Authentication flows can narrate themselves. Wire an optional authn event sink and every flow emits a structured AuthnEvent — login success/failure, lockout, token refresh, refresh-reuse detection (the token-theft signal), logout, password change, reset request/completion, principal deactivation:

from datetime import timedelta

from forze.application.integrations.authn import LockoutConfig
from forze_identity.authn import AuthnDepsModule, ConfigurableLoggingAuthnEventSink

authn_module = AuthnDepsModule(
    kernel=kernel,
    authn={"main": frozenset({"password", "token"})},
    events=ConfigurableLoggingAuthnEventSink(),  # one log line per event
    lockout=LockoutConfig(threshold=5, window=timedelta(minutes=15)),
)

Emission is best-effort by contract: a sink failure (or no sink at all) never fails the auth flow, and a failed-login event is emitted after the verifier's uniform error, so the Argon2 timing parity between unknown-login and wrong-password failures is untouched. Events carry login_digest (a SHA-256 of the login), never the raw login — pseudonymization to keep logins out of logs and counter key spaces, not secrecy.

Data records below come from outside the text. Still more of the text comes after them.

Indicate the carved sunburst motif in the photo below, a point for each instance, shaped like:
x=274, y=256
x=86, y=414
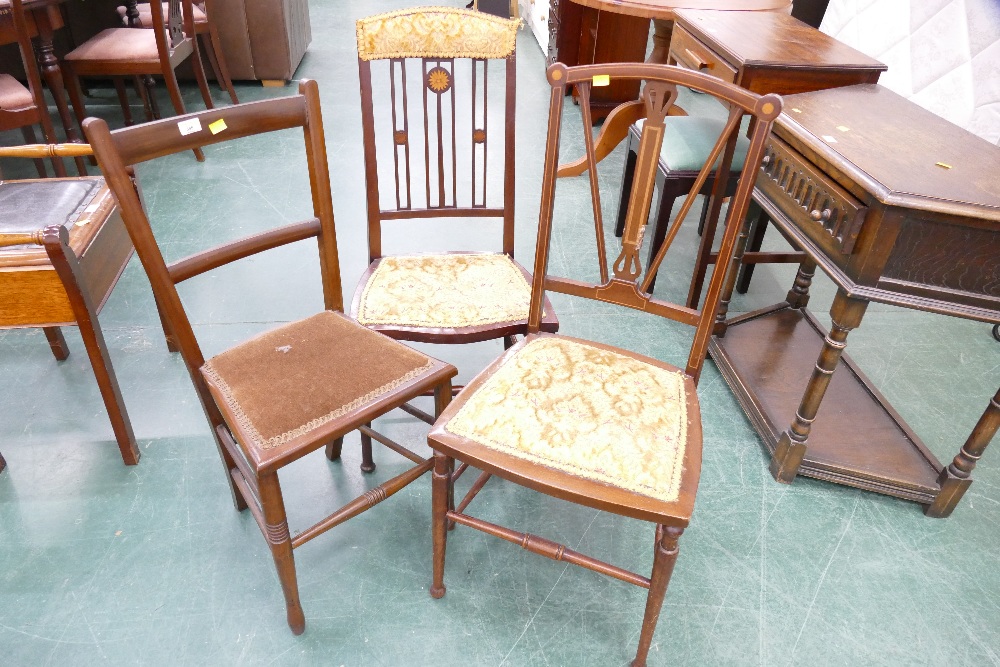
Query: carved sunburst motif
x=438, y=80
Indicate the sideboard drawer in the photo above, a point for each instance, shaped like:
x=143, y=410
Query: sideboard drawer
x=824, y=211
x=688, y=52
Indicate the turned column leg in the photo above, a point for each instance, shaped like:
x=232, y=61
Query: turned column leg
x=49, y=65
x=798, y=296
x=280, y=542
x=730, y=284
x=956, y=478
x=663, y=566
x=846, y=313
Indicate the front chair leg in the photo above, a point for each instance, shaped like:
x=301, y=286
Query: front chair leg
x=440, y=498
x=367, y=462
x=663, y=567
x=280, y=542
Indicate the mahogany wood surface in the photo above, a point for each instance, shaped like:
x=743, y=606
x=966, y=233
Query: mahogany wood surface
x=625, y=282
x=65, y=280
x=252, y=472
x=901, y=207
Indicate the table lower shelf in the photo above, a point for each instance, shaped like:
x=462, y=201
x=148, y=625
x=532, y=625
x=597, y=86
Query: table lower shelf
x=857, y=439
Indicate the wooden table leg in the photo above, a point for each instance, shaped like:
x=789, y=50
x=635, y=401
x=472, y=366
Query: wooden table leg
x=846, y=313
x=49, y=64
x=616, y=125
x=955, y=479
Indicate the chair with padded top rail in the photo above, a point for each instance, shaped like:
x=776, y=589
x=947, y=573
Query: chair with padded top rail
x=437, y=110
x=296, y=388
x=586, y=422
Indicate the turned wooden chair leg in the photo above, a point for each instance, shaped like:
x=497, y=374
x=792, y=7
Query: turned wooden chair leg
x=123, y=100
x=441, y=495
x=367, y=462
x=334, y=448
x=663, y=566
x=29, y=138
x=57, y=343
x=280, y=542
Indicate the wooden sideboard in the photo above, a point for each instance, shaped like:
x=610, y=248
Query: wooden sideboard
x=897, y=206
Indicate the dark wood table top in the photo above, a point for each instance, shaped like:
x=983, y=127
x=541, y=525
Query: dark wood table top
x=899, y=152
x=664, y=9
x=771, y=39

Lockout is a fixed window over CounterPort: after threshold failed attempts within the window, further attempts raise throttled (code="login_locked", HTTP 429) before password verification, and unlock when the window rolls over. It counts login strings, not accounts, so a nonexistent login locks exactly like a real one — preserving the no-enumeration posture.

The identity plane

All of this lives in forze_identity, separate from the core: authn, authz, tenancy, oidc, and oauth subpackages, wired per route via the same deps modules as any other integration.

For getting started, forze_identity.builtin ships presets — file/env API keys (local) and Google / VK / Telegram Login over OIDC (idp). They're shipped-in conveniences, not production defaults: adopt one only once you accept its trust model (e.g. VK publishes no JWKS, so its preset verifies id_tokens by server-side introspection against VK rather than a local signature check).

Identity settles who the caller is; scoping which data they may reach is Multi-tenancy.